Recently, several reports described re-irradiation for pancreatic cancer using C-ion radiotherapy [11], stereotactic body radiotherapy (SBRT) [12,13,14,15], and proton therapy [16]. Re-irradiation with C-ion radiation in 21 patients at a single center resulted in an LC rate of 53.5% and a 1-year survival rate of 48.7% [11]. Only one patient developed grade 3 acute toxicity and no grade 3 or higher late toxicities were observed. These results are very similar to those obtained in the present study. However, we observed a slightly higher LC rate, which may be due to the higher median CIRT dose (55.2 vs. 52.8 Gy RBE) in our study. Re-irradiation using SBRT resulted in a median survival period ranging from 5.9 to 14 months and a 1-year LC rate ranging from 62 to 78%. In the four studies on SBRT, 114 patients were treated, and 59 (52%) patients had a recurrence after radical surgery and adjuvant or neoadjuvant radiation therapy. In the case of re-irradiation after radical resection, several factors influence the occurrence of radiological adverse effects, including resection of the duodenum. Thus, a simple comparison of adverse events between resected and unresected cases is not possible. In addition, three of the four SBRT studies used only Response Evaluation Criteria in Solid Tumors (RECIST) criteria and did not consider FDG-PET when determining the efficacy of treatment, which is different from that in the present study. Proton beam re-irradiation for locally recurrent pancreatic cancer resulted in a median OS of 16.7 months and locoregional PFS of 72% in 15 patients [16]. In the proton beam re-irradiation study, 13 of 15 patients had a recurrence after radical surgery following preoperative irradiation, and only two patients received re-irradiation to the pancreas. Evaluation of LC was determined by tumor growth using only CT. Shinoto et al. reported that the 2-year LC based on RECIST and PET/CT criteria were 82% and 63%, respectively [7]. Thus, differences in patient background and evaluation criteria for LC influenced clinical outcomes. Alternatively, the grade 3 or worse non-hematological toxicities ranged from 6 to 26% after re-irradiation with SBRT or proton. In our study, the frequency of non-hematological toxicities was lower, despite the use of concurrent chemotherapy. Nevertheless, a long-term observation for toxicity is necessary.
For recurrence after radiation therapy, chemotherapy should be considered a standard therapy. We routinely recommend adjuvant chemotherapy after CIRT. However, chemotherapy regimens currently available for pancreatic cancer are limited, and there is often no effective chemotherapy for recurrence.

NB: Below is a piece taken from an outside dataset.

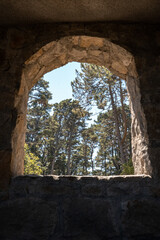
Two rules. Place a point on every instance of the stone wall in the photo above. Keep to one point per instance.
(80, 208)
(27, 52)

Furthermore, CIRT can be used concurrently with chemotherapy to add a local effect to the benefits of systemic chemotherapy.
In recent years, re-irradiation with CIRT for head and neck tumors [17] and lung tumors [18,19] after CIRT was investigated. The 2-year LC rates for the second CIRT were 40.5%, 54%, and 66.9% for head and neck tumors, lung tumors including metastatic tumors, and stage I non-small–cell lung cancer, respectively. Although the LC rates were lower after the second CIRT than those in naïve cases, re-irradiation using carbon ions was reasonable because the toxicity was tolerable and there were limited treatment options at the time of recurrence.
Our study has some limitations. First, the study included a small number of patients. Second, the follow-up periods were relatively short. Conversely, this analysis suggests that adverse events following re-irradiation are acceptable under appropriate patient selection; hence, we will accumulate more cases and follow-up for a longer period.

4. Materials and Methods

4.1. Patient Eligibility

We reviewed the medical records of prospectively registered re-irradiated pancreatic cancer patients treated with C-ion radiation therapy at Gunma University Heavy Ion Medical Center (GHMC) between November 2017 and February 2019. The eligibility criteria for the re-irradiation were as follows: (1) history of CIRT for locally advanced URPC with curative intent; (2) unresectable disease at the time of recurrence; (3) no distant metastasis except for para-aortic lymph nodes that could be included in the irradiation target volume; (4) tumor location at least 3 mm from the external wall of the gastrointestinal tract; (5) Eastern Cooperative Oncology Group performance status of 0 to 2; and (6) well-informed and consented to join this treatment. Patients were excluded if they had (1) active ulcer of the stomach and/or duodenum; (2) active infection site in the upper abdomen; and (3) metallic stent inserted to treat obstructive jaundice. The treatment protocol of the current study was reviewed and approved by the Gunma University Ethics Committee of Human Clinical Research, and all patients signed an informed consent form before the initiation of therapy.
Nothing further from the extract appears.